In Portland's music history, there are more than a few way-back-when legends and plenty of modern icons. Among the greats once based there, whether by birth or relocation, are the Wire, Dead Moon, the Decemberists, Sleater-Kinney, Elliot Smith, and the Shins. It was in Portland that Kurt Cobain first met Courtney Love, who was living there at the time, at a now-defunct punk club. All that clout naturally makes a magnet of the scene for bands both local and touring – which complicates things for up-and-coming groups looking to break in.
Rest assured, there are still plenty of smaller spots that welcome new talent. Places like these, after all, are of the same variety where many now-famous bands cut their teeth, cultivating their sound and style along the way.
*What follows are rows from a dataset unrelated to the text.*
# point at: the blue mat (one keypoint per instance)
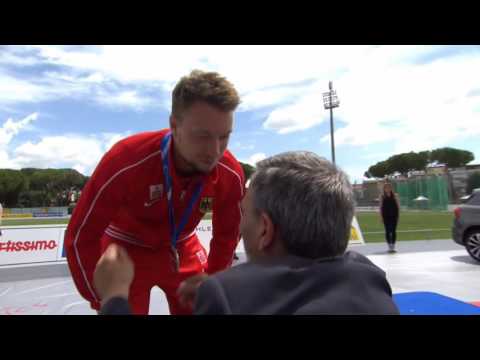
(428, 303)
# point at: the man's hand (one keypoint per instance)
(113, 274)
(187, 291)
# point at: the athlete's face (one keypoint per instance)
(201, 135)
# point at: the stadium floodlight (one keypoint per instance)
(330, 101)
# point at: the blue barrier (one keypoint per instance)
(429, 303)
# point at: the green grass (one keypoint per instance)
(40, 221)
(22, 222)
(433, 225)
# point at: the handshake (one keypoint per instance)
(115, 271)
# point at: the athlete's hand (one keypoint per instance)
(187, 291)
(113, 274)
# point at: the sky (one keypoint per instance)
(65, 106)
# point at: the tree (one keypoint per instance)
(12, 182)
(406, 162)
(451, 157)
(247, 169)
(473, 182)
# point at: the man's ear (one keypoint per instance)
(267, 235)
(173, 124)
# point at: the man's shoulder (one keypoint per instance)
(139, 145)
(236, 274)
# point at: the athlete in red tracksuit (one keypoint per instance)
(125, 201)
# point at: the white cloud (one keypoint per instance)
(388, 94)
(67, 151)
(252, 160)
(302, 115)
(125, 98)
(11, 128)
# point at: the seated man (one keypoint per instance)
(296, 221)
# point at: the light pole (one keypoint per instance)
(330, 101)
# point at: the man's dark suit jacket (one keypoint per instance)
(348, 284)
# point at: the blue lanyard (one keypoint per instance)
(175, 231)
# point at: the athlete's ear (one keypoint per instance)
(173, 123)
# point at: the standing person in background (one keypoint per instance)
(1, 214)
(390, 211)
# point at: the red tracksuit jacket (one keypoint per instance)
(125, 199)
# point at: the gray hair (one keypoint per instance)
(309, 200)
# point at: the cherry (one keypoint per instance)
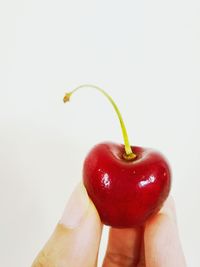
(127, 184)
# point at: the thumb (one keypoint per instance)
(75, 241)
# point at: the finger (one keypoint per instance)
(162, 244)
(123, 247)
(75, 241)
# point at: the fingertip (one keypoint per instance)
(75, 241)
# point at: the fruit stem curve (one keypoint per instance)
(128, 155)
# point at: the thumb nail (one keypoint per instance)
(76, 208)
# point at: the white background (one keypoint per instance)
(145, 54)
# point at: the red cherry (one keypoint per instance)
(126, 193)
(127, 184)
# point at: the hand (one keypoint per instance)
(75, 241)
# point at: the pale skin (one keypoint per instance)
(76, 239)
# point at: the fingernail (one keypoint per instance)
(76, 208)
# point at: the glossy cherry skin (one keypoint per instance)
(126, 193)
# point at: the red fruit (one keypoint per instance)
(126, 184)
(126, 193)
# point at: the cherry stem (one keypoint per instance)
(129, 155)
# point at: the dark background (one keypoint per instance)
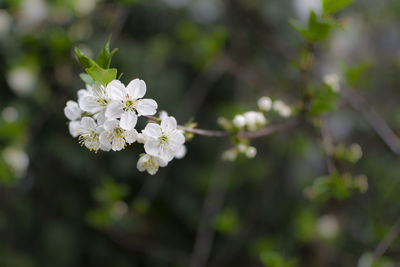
(200, 59)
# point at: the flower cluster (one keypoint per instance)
(105, 117)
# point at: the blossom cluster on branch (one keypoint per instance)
(105, 117)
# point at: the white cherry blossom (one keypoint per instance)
(128, 103)
(150, 163)
(282, 108)
(72, 111)
(181, 152)
(254, 120)
(239, 121)
(89, 133)
(264, 103)
(163, 140)
(74, 127)
(116, 138)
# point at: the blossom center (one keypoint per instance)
(102, 101)
(129, 104)
(163, 139)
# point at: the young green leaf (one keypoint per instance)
(333, 6)
(87, 79)
(317, 30)
(105, 56)
(85, 61)
(101, 75)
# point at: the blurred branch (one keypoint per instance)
(327, 143)
(245, 134)
(358, 102)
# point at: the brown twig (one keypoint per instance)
(245, 134)
(358, 102)
(327, 144)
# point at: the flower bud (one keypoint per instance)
(264, 103)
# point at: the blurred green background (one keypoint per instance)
(61, 205)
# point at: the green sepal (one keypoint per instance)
(317, 29)
(87, 79)
(105, 56)
(333, 6)
(101, 75)
(85, 61)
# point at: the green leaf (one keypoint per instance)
(333, 6)
(105, 56)
(101, 75)
(85, 61)
(317, 29)
(87, 79)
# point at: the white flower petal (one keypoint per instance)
(160, 162)
(177, 137)
(167, 154)
(88, 123)
(74, 127)
(128, 120)
(110, 124)
(141, 164)
(114, 110)
(118, 143)
(131, 136)
(105, 141)
(82, 92)
(136, 89)
(88, 103)
(146, 107)
(180, 152)
(152, 147)
(116, 90)
(168, 124)
(72, 111)
(152, 169)
(152, 130)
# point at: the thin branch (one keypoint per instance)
(387, 135)
(245, 134)
(327, 144)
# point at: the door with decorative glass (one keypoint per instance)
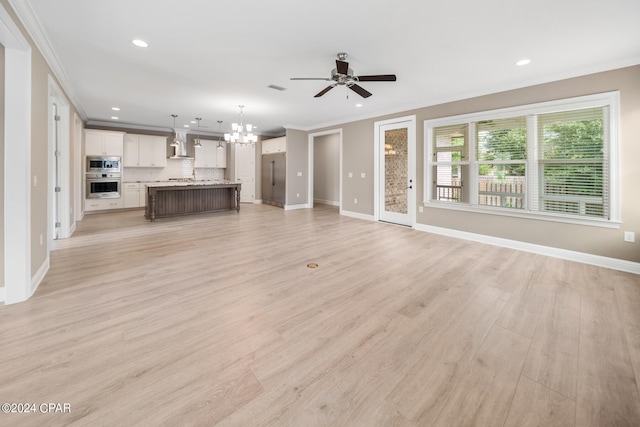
(396, 171)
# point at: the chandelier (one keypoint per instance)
(176, 141)
(241, 133)
(220, 146)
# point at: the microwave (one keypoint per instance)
(103, 164)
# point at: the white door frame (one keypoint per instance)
(311, 140)
(410, 122)
(57, 99)
(17, 163)
(78, 177)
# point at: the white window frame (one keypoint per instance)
(606, 99)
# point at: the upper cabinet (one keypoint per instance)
(145, 151)
(103, 143)
(210, 156)
(274, 145)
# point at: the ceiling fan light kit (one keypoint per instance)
(342, 75)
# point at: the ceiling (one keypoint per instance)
(207, 57)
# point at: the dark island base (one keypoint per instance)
(191, 199)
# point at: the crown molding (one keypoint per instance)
(34, 28)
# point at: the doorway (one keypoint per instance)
(333, 139)
(395, 142)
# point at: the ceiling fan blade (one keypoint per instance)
(378, 78)
(360, 91)
(342, 67)
(323, 91)
(309, 78)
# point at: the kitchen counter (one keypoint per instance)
(175, 198)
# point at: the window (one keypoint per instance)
(551, 160)
(451, 162)
(502, 155)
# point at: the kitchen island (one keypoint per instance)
(185, 198)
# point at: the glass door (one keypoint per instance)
(396, 169)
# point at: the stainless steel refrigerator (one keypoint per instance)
(273, 179)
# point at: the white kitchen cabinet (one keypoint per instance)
(274, 145)
(102, 204)
(210, 156)
(103, 143)
(145, 151)
(131, 194)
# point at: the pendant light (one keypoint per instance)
(196, 142)
(220, 145)
(175, 142)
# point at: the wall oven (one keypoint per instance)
(103, 185)
(103, 164)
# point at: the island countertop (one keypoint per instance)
(188, 183)
(190, 197)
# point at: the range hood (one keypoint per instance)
(180, 151)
Everyone's got to start somewhere – and these five Portland bars and clubs encourage artist development by providing those spaces.
There are two stages inside this two-story building, both of which are open to booking budding independent bands and artists of all genres, but for our purposes, the smaller lounge area is tops for new-found up-and-comers. Analog is actually operated by DRD Records, an independent label group with five subsidiaries of varying genres ranging from electronic to rock to gospel. The implication there is that they champion underdogs, and that they're probably happy to give a break to a band or artist who's earned it.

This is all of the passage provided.